Now, I've presented a pretty optimistic view of these trades. Of course, there are some reservations. As I said before, Gaustad was crucial to the penalty kill and was one of the best faceoff men in the league, which will be tough to replace. He also was an emotional leader of the team, something the Sabres seem to be lacking. Hodgson, as the criticism goes, has racked up his stats against weaker third lines and defenses, and might not do as well in a top role.
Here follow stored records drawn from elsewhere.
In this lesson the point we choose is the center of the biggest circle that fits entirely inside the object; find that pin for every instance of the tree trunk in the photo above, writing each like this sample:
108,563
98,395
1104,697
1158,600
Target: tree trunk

And Kassian might eventually develop into a Todd Bertuzzi type, and the Sabres might regret trading him away. The first round pick from Nashville will likely be in the mid twenties, so unless we package it, it might not bring in any top talent. So yeah, there's a glass half empty look at it as well. But I can't help being excited at this point. The Sabres made some good moves.

I don't know why, but 7 points back seems like a huge hurdle. But if they win and get 5 back, I start to get hopeful again. It shouldn't be that big of a difference. But if they keep up this more consistent play (especially from Ryan Miller) and make a run, I know I'll be watching every second of the way. For the short term chase and the long term future.

Sunday, February 5, 2012

Super Bowl Super Pick

Giants "at" Patriots (-3)

The Giants are going to win the Super Bowl.

Oh, you wanted more analysis? Really? During the last two weeks, even as the NFL tried to distract us with the Pro Bowl, there's been the Super Bowl news cycle. One person finds a new story or angle, the rest of the media descends like piraƱas and desiccate the corpse, reporting again and again on the same thing. There finally reaches a point of oversaturation, and then begin the jokes about how much we've focused on that one story and reports about the over-reporting, and then it fades away until a couple days later, someone asks, why have we stopped talking about this? And on and on and on it goes until you know way too much about Rob Gronkowski's ankle, even more than his own mother, and Tiquan Underwood goes through his own fifteen minutes of fame right in front of your eyes.

It's exhausting. There is no interesting or novel way to look at this Super Bowl. Every point of analysis has been made twice over, incessantly, debated and refuted. We've reached a negative point, a battle of attrition- there is nothing more to say, both teams have their pros and cons, and can be argued incessantly.

Here's how I see it, and I doubt I'm the only one to have said this. The Giants defense is not miles better than the Patriots defense, but they still have a vastly better, game changing pass rush. The offenses in this case are about equal, especially with Rob Gronkowski being at less than 100% for the Patriots. Both teams will be able to move the ball and score, but when it comes down to it, whose defense are you going to trust more to make the one stop needed to win the game? They're not an elite unit, not even close, but the Giants just have a better personnel group, a better pass rush (which can rattle Brady), and aren't starting Julian Edelman as their third cornerback. The Giants win by more than a field goal, something like 30-24.